Direct skeletal attachment of prosthetic limbs, commonly known as osseointegration (“OI”), is being investigated by our team with the goal of safely introducing this technology into the United States for human use. OI technology allows for anchorage of prosthetic devices directly to bone using an intramedullary stem. For OI to be effective and secure, bone ingrowth and remodeling around the implant must be achieved. Physicians need an effective way to measure bone remodeling in order to make informed decisions on prescribed loading. This work describes methodology that was developed that utilizes computed tomography (CT) imaging as a tool for analyzing bone remodeling around an osseointegrated implant.

Method

A subject implanted with a new Percutaneous Osseointegrated Prosthesis (POP) (DJO Surgical, Austin, TX) had CTs taken of their residual femur at 6-weeks and 12-months post-op in a FDA Early Feasibility Study with Institutional Review Board approval. Three-dimensional models of the femur were created from dicom files of the CT slices using Mimics (v21.0, Materialise, Leuven, Belgium). Each scan was segmented into four objects: cortical bone, medullary cavity, total volume (cortical bone plus the medullary cavity) and endoprosthetic stem (Fig. 1).

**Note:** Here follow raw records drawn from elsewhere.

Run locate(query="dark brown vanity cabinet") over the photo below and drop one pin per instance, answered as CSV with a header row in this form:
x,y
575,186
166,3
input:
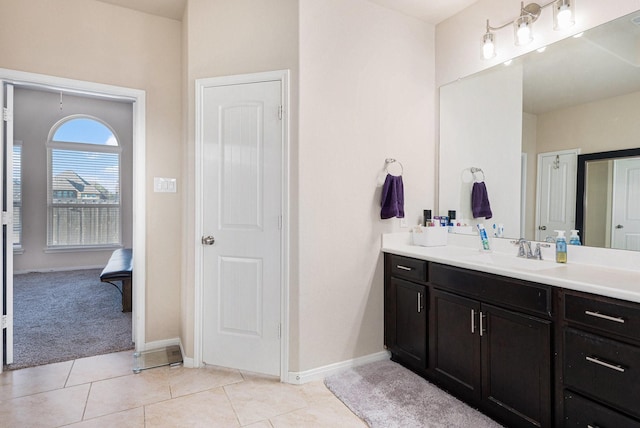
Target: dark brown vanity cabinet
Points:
x,y
405,306
601,361
490,348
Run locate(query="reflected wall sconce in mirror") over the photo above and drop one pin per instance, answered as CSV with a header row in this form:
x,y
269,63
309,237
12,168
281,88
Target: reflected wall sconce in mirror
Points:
x,y
563,17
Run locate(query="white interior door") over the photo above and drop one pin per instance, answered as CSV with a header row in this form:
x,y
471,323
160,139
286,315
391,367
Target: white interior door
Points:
x,y
556,194
625,233
242,137
6,168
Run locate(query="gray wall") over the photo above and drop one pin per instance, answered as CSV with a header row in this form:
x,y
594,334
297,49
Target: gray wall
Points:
x,y
35,113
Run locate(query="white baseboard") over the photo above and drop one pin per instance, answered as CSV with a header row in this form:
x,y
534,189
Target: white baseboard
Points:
x,y
320,373
57,269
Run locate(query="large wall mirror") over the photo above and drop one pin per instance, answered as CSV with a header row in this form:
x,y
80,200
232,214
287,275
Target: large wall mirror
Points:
x,y
535,125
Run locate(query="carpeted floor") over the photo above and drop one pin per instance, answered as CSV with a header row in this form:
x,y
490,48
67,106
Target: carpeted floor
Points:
x,y
386,395
60,316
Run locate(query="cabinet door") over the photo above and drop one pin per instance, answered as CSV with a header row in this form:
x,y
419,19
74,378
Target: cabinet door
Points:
x,y
407,332
455,344
516,368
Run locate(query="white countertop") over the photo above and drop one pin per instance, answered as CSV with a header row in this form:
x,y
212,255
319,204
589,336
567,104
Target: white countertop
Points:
x,y
612,273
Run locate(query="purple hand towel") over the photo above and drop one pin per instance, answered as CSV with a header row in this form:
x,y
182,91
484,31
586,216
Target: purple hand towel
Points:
x,y
392,197
480,201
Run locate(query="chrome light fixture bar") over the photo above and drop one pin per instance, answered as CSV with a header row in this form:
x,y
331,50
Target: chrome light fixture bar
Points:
x,y
563,17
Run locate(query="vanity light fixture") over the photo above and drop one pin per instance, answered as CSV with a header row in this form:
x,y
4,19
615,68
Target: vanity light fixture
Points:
x,y
488,44
563,17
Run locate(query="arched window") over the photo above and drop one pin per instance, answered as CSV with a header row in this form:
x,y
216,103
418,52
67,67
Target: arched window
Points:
x,y
84,184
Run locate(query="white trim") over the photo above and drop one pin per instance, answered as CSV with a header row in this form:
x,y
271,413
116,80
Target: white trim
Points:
x,y
283,77
138,96
298,378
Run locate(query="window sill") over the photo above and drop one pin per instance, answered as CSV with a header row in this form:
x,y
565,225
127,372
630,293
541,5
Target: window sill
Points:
x,y
79,249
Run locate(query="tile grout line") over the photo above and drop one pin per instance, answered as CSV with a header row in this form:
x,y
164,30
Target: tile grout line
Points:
x,y
86,402
66,381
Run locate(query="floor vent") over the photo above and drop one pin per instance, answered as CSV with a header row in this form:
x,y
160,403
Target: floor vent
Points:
x,y
169,356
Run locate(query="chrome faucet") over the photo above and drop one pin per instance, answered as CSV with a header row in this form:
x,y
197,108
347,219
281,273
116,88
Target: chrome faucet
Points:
x,y
524,249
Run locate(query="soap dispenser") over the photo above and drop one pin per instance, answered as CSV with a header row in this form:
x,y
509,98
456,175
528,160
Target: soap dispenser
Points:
x,y
561,247
574,239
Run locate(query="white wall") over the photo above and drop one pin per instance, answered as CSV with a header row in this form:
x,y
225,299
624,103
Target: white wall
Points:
x,y
529,138
35,112
603,125
366,94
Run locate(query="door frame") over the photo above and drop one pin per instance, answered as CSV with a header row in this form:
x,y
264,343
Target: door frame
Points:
x,y
138,97
200,84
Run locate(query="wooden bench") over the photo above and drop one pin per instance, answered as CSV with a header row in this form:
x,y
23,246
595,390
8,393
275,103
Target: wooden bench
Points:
x,y
120,268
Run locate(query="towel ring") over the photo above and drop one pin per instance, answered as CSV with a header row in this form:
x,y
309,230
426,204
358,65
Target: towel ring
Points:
x,y
389,161
475,170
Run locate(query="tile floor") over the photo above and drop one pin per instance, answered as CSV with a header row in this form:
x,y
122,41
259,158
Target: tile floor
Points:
x,y
102,391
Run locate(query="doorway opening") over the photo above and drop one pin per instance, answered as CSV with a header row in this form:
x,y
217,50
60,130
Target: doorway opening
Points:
x,y
78,145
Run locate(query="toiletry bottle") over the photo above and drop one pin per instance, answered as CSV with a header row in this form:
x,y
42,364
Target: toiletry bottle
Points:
x,y
483,237
561,247
427,217
574,239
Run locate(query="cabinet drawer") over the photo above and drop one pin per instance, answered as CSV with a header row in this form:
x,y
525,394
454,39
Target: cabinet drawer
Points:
x,y
608,315
406,267
603,368
580,412
510,292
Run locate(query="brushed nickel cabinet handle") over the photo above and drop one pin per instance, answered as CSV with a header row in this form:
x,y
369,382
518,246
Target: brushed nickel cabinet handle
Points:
x,y
605,364
605,317
473,321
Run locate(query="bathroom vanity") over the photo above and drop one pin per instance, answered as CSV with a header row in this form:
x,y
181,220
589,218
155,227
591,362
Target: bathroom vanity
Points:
x,y
528,344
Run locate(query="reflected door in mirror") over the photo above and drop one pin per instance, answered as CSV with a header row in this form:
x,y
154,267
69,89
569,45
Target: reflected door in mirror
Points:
x,y
557,192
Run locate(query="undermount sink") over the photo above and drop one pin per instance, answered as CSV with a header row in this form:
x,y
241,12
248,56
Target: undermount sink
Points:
x,y
512,262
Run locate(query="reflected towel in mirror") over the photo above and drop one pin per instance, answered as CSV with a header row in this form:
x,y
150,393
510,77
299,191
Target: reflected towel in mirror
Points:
x,y
480,201
392,197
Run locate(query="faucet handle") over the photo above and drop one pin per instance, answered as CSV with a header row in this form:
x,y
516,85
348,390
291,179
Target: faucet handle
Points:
x,y
538,251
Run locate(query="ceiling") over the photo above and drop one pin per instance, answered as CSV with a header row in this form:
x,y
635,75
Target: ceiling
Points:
x,y
172,9
603,63
431,11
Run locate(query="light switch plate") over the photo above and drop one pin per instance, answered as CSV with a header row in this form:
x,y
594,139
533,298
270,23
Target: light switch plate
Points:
x,y
165,185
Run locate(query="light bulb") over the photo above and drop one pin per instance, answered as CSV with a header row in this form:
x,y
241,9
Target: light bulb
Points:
x,y
563,16
523,31
488,46
524,34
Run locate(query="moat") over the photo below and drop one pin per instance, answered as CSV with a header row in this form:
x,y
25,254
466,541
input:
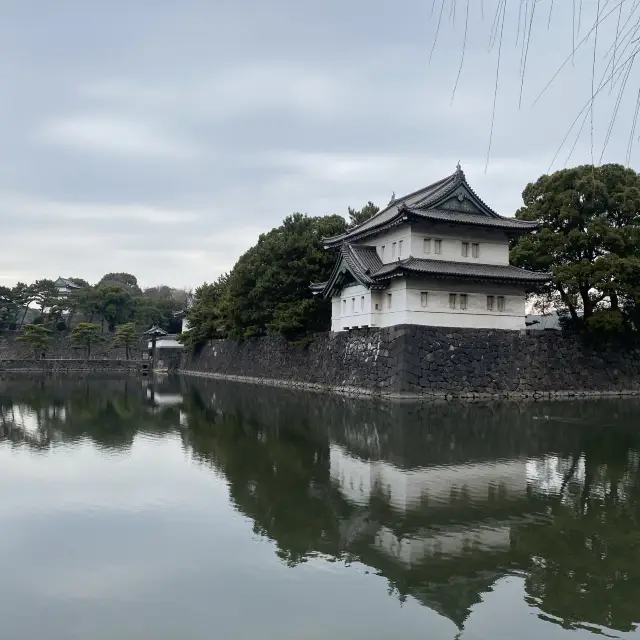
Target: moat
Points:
x,y
189,508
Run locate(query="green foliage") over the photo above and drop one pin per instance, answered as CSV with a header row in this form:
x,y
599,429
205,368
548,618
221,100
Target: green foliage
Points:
x,y
127,337
37,337
266,289
589,240
8,308
358,216
44,292
204,314
85,335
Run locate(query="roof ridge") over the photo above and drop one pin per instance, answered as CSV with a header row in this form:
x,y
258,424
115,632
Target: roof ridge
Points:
x,y
396,202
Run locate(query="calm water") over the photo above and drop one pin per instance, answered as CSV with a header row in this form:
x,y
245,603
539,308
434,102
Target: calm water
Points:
x,y
201,509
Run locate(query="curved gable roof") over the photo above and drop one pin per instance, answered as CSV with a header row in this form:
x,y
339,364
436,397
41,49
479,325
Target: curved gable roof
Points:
x,y
433,202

Following segmentation, models were uploaded to 3-Matic Research (v13.0, Materialise, Leuven, Blegium) in STL format for alignment to a common world coordinate system (Fig. 2). A common origin was set by taking the average distance between planes of the femoral head and the greater trochanter. Once aligned to the coordinate system, biomechanical length (BML) was calculated from the proximal origin to the distal end of the amputated femur.

BML and STLs of the aligned medullary cavity and femur volume were entered into custom Matlab code designed to measure cortical and medullary morphology in transverse cross sections of the femur. Morphology data from 6-weeks and 12-month time points were compared in order to determine if bone remodeling around the POP implant could be detected using these methods.